Three-Tier Memory Architecture for AI Agents Explained

Your AI Agent Doesn't Have a Memory Problem — It Has a Memory Architecture Problem

Most developers building AI agents reach the same early milestone: they plug in a vector database, store some documents, and call it a knowledge base. It works well enough in demos. Then reality hits. Users start asking questions the vector search can't quite answer — not because the data isn't there, but because the retrieval strategy was never designed to handle the full range of how humans actually remember things.

This is the core insight behind the Knowledge-and-Memory-Management (KMM) system developed for the Hermes Agent ecosystem. After running a vector-only knowledge base and discovering its limits firsthand, the architecture evolved into something far more robust: a three-tier memory pipeline that mirrors the way human memory actually works across different levels of specificity and certainty.

The Three Types of Memory Queries Your Agent Will Face

Before diving into the architecture, it's worth understanding why a single retrieval strategy always falls short. Think about how you'd ask a colleague to find something for you. Sometimes you know exactly what you want. Sometimes you have a vague idea. And sometimes you don't even know what you're missing.

These three scenarios map directly to three fundamentally different retrieval challenges:

Precise recall — You know exactly what you're looking for. "Find me that article about orphan pages in gbrain." A keyword or exact-match search handles this perfectly. Semantic search is overkill and may introduce noise.
Fuzzy recall — You remember the general topic but not the specific terms. "There was something about knowledge graphs…" This is where vector-based semantic search earns its keep, bridging the gap between your vague phrasing and the actual content.
Exploratory recall — You don't know what you don't know. "Which of my notes are disconnected from everything else?" This requires something neither keyword search nor vector similarity can provide: relationship traversal across a knowledge graph.

If your agent only has one of these tools, it will inevitably fail two-thirds of the time. The solution isn't to pick the best single method — it's to stack all three and let them work together as a cascading pipeline.

Inside the Three-Tier Architecture

The KMM system is built as an extension layer on top of the Hermes Agent ecosystem, using hermes-memory-installer as its foundation. That base layer provides two key components: gbrain, a knowledge graph engine, and Hindsight, a vector memory system. KMM adds four module groups on top — collection, notes and RAG, cloud sync, and knowledge augmentation — but the engineering centerpiece is the three-tier cross-layer recall system.

Tier 1: FTS5 Full-Text Search — Precision First

The first tier queries a local SQLite database using FTS5, SQLite's built-in full-text search extension.

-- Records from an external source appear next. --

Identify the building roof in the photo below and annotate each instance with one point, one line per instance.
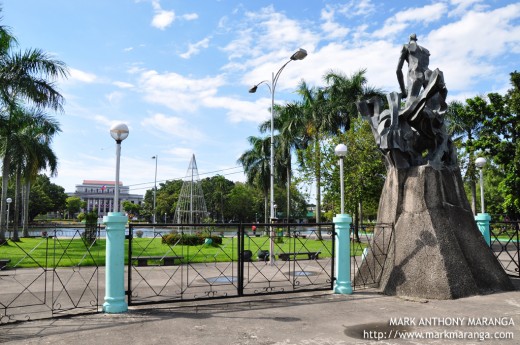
(101, 182)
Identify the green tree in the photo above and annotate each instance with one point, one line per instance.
(465, 124)
(500, 141)
(131, 209)
(73, 205)
(256, 166)
(26, 77)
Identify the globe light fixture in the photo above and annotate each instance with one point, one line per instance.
(341, 152)
(119, 132)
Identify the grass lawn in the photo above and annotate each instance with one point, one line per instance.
(66, 252)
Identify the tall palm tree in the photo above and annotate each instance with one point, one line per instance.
(28, 77)
(29, 150)
(256, 165)
(343, 92)
(465, 124)
(288, 122)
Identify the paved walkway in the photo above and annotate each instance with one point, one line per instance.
(303, 318)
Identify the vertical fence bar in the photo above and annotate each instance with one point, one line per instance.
(343, 283)
(240, 245)
(333, 263)
(129, 278)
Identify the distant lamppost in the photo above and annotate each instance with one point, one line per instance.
(119, 132)
(342, 284)
(115, 297)
(9, 201)
(156, 157)
(299, 55)
(480, 162)
(341, 152)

FTS5 is fast, lightweight, and extremely accurate when the user knows what they're looking for. If someone asks for a document by a specific term, name, or phrase, FTS5 will surface it with near-instant results and zero ambiguity.

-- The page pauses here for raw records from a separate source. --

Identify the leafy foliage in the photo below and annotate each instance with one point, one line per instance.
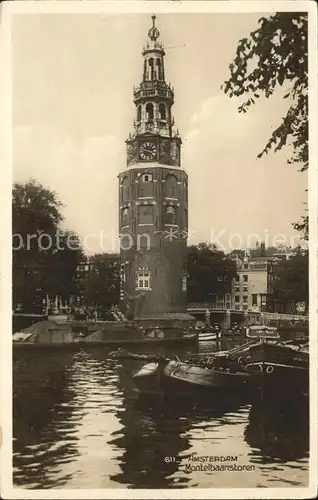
(276, 54)
(101, 286)
(291, 283)
(44, 257)
(210, 272)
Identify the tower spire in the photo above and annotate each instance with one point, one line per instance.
(153, 33)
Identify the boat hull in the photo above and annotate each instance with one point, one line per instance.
(278, 371)
(147, 379)
(79, 344)
(181, 380)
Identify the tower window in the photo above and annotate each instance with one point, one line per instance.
(162, 111)
(139, 113)
(149, 111)
(170, 215)
(145, 186)
(171, 186)
(146, 178)
(184, 283)
(145, 214)
(145, 70)
(125, 190)
(125, 216)
(143, 281)
(151, 69)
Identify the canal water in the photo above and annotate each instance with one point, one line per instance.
(80, 423)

In the pipeline, FTS5 runs first. If it gets a confident hit, the query stops there. There's no need to burn compute cycles on semantic embedding models when a simple keyword match already found exactly what was needed.

Tier 2: Hindsight Vector Semantics — When Keywords Aren't Enough

If FTS5 doesn't return a satisfying result, the pipeline escalates to Hindsight, the vector memory layer. Hindsight encodes documents and queries as text embeddings and finds matches based on semantic similarity rather than exact keyword overlap. This is the layer that handles fuzzy, natural-language queries where the user knows roughly what they want but can't articulate it precisely.

Vector semantic search excels at understanding intent over literal wording, making it the ideal middle tier — more powerful than keyword search, but more computationally focused than graph traversal.

Tier 3: gbrain Knowledge Graph — Discovering What You Didn't Know to Ask For

The third tier is where the architecture becomes genuinely novel. If both FTS5 and Hindsight come up short, the system expands into the gbrain knowledge graph, traversing adjacent nodes to surface related content the user didn't explicitly ask for. This is relationship-driven discovery — finding the notes, concepts, or documents that are meaningfully connected to the query even when there's no direct textual match.

This tier is what separates a smart agent from a simple search tool. Knowledge graphs can answer questions like "what else is related to this concept?" in a way no text-matching algorithm can replicate.

The Pipeline in Practice: lightweight_recall.py

The three tiers are wired together in a single Python script called lightweight_recall.py, located at $AGENT_HOME/scripts/lightweight_recall.py. The implementation uses a KnowledgeManager class with a tiered_search() method that automatically cascades through the three levels based on result confidence. A single call triggers the full pipeline — no manual orchestration required.

The elegance of this design is in its fallback logic. Each tier only activates if the previous one fails to meet a confidence threshold. In the common case, FTS5 handles the query immediately and the heavier semantic and graph layers never run, keeping response times low and compute costs minimal.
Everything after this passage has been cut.